Avalere found that fewer than 3% of employers offered health coverage in 2018.

That number dropped to 1.4% in 2019, but it was still more than three times the national average of 0.7%.

A separate Avalere analysis of data from the Bureau of Labor Statistics found that more than two-thirds of employers with 50 or more employees offered health care coverage.

In the same year, less than one-third of the large firms surveyed provided coverage to their workers.

Some employers are looking to offer additional benefits that are not available to their full-time employees.

Some of those companies are also considering ways to limit how many hours workers can work, as well as offering flexible working hours, which would allow workers to work a limited number of hours in the week.

Some workers are not able to join the union and thus are not eligible for benefits.

Avalore found that in the first half of 2019, the largest share of workers who received paid sick leave (25%) and maternity leave (14%) were covered by employers.

The remaining 2% of workers had access to health insurance through their job.

The largest share, 23%, of employees who were eligible for paid sick days were not eligible.
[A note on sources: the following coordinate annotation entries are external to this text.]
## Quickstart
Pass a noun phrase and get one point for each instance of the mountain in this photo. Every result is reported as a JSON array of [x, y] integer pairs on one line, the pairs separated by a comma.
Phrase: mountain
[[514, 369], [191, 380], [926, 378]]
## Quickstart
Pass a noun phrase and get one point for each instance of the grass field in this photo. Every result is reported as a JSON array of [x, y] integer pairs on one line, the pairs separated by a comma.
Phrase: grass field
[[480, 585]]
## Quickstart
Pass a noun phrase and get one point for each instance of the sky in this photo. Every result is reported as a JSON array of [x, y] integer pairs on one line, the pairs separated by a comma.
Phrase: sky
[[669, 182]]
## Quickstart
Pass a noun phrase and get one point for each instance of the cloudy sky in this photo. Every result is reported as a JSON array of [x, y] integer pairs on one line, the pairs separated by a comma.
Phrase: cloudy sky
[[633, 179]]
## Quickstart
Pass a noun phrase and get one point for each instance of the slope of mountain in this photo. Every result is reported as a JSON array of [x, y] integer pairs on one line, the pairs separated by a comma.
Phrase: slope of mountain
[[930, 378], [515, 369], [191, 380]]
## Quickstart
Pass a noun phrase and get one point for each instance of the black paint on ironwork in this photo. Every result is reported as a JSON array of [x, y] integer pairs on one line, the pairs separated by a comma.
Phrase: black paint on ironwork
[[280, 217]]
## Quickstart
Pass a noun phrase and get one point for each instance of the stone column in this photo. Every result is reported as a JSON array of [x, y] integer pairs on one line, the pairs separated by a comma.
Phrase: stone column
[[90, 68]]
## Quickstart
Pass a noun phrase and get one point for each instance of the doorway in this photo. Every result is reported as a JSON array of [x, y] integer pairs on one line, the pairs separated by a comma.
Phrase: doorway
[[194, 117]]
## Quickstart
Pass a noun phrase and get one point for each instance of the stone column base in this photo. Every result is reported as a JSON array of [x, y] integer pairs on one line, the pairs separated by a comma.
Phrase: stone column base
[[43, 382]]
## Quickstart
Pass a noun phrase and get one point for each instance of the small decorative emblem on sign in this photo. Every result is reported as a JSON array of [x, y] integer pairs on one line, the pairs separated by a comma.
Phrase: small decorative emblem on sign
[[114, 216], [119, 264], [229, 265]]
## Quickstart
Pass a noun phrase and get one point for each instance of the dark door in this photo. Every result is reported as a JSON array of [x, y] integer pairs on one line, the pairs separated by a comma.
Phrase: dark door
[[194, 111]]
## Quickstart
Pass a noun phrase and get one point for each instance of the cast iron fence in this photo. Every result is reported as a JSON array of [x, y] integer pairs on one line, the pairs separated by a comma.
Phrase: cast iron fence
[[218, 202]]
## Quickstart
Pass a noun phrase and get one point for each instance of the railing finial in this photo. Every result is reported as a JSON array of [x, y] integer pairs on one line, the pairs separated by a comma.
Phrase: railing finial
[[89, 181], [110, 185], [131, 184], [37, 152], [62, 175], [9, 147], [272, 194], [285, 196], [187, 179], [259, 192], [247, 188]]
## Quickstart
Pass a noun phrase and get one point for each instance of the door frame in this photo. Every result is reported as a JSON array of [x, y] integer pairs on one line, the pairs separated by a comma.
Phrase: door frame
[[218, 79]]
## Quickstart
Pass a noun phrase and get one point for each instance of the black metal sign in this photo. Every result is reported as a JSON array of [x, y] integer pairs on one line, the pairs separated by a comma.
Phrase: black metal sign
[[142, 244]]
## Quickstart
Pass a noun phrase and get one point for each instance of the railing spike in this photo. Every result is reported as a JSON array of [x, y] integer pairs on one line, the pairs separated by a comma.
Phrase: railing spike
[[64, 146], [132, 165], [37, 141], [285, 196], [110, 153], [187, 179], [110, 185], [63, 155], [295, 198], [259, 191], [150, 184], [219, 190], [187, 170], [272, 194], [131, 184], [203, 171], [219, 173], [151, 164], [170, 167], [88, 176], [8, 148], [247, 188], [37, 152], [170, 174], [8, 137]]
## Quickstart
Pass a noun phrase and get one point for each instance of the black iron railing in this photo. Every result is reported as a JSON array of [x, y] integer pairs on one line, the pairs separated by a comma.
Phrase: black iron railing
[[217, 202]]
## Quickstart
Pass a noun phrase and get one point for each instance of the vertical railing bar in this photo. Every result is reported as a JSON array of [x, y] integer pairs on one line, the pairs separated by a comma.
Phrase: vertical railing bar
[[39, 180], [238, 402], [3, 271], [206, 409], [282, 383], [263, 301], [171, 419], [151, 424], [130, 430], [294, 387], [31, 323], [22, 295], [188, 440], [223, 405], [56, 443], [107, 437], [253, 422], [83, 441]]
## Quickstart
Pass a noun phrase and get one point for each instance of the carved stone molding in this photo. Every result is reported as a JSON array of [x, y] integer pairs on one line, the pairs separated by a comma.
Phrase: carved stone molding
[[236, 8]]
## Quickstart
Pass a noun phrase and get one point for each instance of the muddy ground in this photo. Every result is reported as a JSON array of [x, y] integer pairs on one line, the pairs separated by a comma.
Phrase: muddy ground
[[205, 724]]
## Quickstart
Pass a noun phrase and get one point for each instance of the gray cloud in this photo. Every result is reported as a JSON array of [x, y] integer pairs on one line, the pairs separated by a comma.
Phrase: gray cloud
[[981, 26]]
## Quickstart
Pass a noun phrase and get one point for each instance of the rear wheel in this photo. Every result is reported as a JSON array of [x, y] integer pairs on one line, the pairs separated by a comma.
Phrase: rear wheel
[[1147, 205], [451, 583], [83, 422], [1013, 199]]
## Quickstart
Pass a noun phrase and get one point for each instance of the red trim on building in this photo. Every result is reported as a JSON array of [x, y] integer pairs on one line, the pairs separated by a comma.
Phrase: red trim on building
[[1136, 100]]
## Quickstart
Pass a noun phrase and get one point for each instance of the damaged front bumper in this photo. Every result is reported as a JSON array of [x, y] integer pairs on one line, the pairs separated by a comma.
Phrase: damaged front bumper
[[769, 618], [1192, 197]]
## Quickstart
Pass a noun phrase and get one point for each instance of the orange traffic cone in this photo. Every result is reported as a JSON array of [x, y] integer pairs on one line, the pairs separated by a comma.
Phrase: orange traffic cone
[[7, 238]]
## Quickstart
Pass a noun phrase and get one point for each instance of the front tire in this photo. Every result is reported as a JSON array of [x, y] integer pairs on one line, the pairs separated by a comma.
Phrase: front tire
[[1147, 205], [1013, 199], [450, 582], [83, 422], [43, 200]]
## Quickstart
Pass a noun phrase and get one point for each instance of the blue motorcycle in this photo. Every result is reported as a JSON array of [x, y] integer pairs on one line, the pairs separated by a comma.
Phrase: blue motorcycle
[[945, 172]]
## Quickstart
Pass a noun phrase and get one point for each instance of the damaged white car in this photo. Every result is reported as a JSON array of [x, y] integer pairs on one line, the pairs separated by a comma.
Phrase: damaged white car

Some states are offering financial incentives to help employees buy insurance.

These incentives are usually designed to help the company that provides the insurance sign up more people.

Some have also created state-specific programs to help employers enroll workers in insurance.

Some state and local governments are also offering financial aid to encourage employees to buy coverage.

For example, New Orleans recently launched an incentive program for businesses that provide insurance to full- and part-time workers.

The program is designed to give up to $10,000 per employee to help offset the cost of health insurance for their employees.

The city also has a tax credit program that allows businesses to deduct up to 50% of health care costs for their workers up to a certain amount.

Read our coverage of state and federal tax credits to help with health insurance costs.